Уточнив подробности, готовимся к вылету. Я волнуюсь: с сегодняшнего дня на меня возложена ответственность, определяемая характером самостоятельной работы с эскадрильей. Это большое доверие мне и летчикам эскадрильи.
Оперативная площадка, или, как ее еще называют, аэродром подскока, находится на удалении шести километров от переднего края. Она утопает в снегу, лишь для посадки и взлета укатана неширокая полоса. Мы рассредоточили самолеты по опушке леса, сами разместились в землянках, вырытых на обочине летного поля. Столовая недалеко от аэродрома — в крестьянской избе в лесу. Отчетливо слышна артиллерийская дуэль, иногда снаряды и мины ложатся совсем рядом со стоянками машин. На боевые задания взлетаем тотчас по приказу. Много времени сидим в готовности номер один прямо в кабинах. Если ходим по курсу на север, над линией фронта нас встречает ураганным огнем зенитная артиллерия противника. Зенитки бьют плотно, поочередно сосредоточивая удары то по одному, то по другому самолету.
Теряя господство в воздухе, противник до предела насытил свои наземные войска зенитными средствами. Огневые позиции «эрликонов» расположены вдоль железных и шоссейных дорог с востока на запад от Пустошки на Идрицу и Себеж. Ими «усеяны» берега речек, озер, лесные опушки, железнодорожные станции, населенные пункты. Вести с ними борьбу для нас весьма затруднительно. Пожалуй, единственно надежный способ — уходить, прибегая к противозенитному маневру по курсу, на малой высоте, со снижением на большой скорости, затрудняя таким образом прицеливание.
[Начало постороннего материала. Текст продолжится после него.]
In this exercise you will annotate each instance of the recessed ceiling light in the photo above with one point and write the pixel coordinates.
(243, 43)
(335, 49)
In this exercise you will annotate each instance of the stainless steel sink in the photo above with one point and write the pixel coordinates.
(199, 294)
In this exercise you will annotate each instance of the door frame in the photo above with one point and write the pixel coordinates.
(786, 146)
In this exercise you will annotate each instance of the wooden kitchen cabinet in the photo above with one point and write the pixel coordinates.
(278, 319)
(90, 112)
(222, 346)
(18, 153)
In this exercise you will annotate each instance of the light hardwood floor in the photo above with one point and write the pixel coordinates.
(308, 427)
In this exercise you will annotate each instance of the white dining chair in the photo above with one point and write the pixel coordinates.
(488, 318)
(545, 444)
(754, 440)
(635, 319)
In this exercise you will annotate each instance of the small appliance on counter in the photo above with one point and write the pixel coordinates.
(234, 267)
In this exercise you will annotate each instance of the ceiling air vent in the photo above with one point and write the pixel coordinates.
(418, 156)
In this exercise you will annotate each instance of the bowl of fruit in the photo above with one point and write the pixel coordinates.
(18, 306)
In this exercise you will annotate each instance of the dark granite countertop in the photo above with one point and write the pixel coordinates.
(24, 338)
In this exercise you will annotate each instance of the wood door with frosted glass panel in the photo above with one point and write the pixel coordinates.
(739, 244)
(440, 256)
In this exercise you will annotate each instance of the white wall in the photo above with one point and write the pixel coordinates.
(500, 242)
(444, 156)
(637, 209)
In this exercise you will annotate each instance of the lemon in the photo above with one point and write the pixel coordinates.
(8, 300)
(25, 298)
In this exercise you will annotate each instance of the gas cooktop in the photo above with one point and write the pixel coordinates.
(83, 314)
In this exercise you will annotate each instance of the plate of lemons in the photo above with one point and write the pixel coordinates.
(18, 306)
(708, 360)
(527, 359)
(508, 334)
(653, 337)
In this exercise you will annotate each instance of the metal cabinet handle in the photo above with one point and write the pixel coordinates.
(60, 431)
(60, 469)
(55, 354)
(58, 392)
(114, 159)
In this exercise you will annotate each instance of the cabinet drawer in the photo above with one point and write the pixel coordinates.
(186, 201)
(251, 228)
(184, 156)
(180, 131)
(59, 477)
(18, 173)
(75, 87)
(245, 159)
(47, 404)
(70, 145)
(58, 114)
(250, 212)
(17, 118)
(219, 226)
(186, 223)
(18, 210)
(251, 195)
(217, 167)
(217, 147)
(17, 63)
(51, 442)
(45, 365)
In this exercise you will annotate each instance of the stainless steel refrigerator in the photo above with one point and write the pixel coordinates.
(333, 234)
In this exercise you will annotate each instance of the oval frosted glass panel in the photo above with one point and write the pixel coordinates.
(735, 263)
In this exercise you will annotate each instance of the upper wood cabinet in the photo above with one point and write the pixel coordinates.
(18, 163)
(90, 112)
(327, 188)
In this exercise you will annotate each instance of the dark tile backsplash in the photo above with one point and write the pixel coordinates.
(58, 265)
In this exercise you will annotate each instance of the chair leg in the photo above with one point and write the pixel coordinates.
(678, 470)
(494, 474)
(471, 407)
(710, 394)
С оперативного аэродрома часто вылетаем на прикрытие своих войск, иногда — на их поддержку. Когда наши штурмуют передний край, мы наносим удары по противнику. Поддержка войск весьма эффективна с малой высоты, с полетом вдоль линии фронта. При этом мы выбираем цели и бьем из пушек. Фашисты отвечают нам зенитным «фейерверком». Свои очереди адресую врагу с «посвящением». Вспоминаю Амет-Хан Султана. Его горячие, как заклятия, слова: «За Ялту! За Алушту!..» Каждый выстрел в самом деле становится прицельнее. И я кричу: «За семью Михаила! За нашего друга Басса!..»
…Вылетаем на бреющем, штурмуем позиции фашистов. Они стреляют в нас тысячами снарядов. Командую: — Все немедленно на сто восемьдесят! Разворачиваемся на свою территорию и оттуда опять делаем заход для очередного удара. Маневр повторяем несколько раз до истечения времени поддержки. Противник, понятно, не молчит. Небо густо насыщают шапки разрывов. На крыльях, фюзеляжах появляются все новые пробоины. Возвратившись домой, обнаруживаем, что обшивка нуждается в серьезном ремонте. Самолеты — как решето. И опять, в который раз, ночь напролет наш обслуживающий персонал — техники, инженеры — «штопают» и «латают» боевые машины.
Однажды к нам прилетел командир 185-й истребительной дивизии полковник Г. Н. Зайцев. Поговорил, порасспросил и предложил:
— Слетаем в разведку, товарищ Степаненко?
— Есть слетать, — отвечаю.
Поднялись парой. Командир дивизии — ведущий, я — ведомый, курс на север, высота 200–300 метров. Пересекли линию фронта и несколько углубились на занятую противником территорию, как вдруг интенсивно заработали все зенитные средства врага, сосредоточенные на этом участке.
Полковник увеличивает скорость, и я спешу за ним. Отставать не имею права, но когда противник ведет огонь по ведущему, то попадает, как правило, по ведомому. Осколки барабанят по фюзеляжу и крыльям.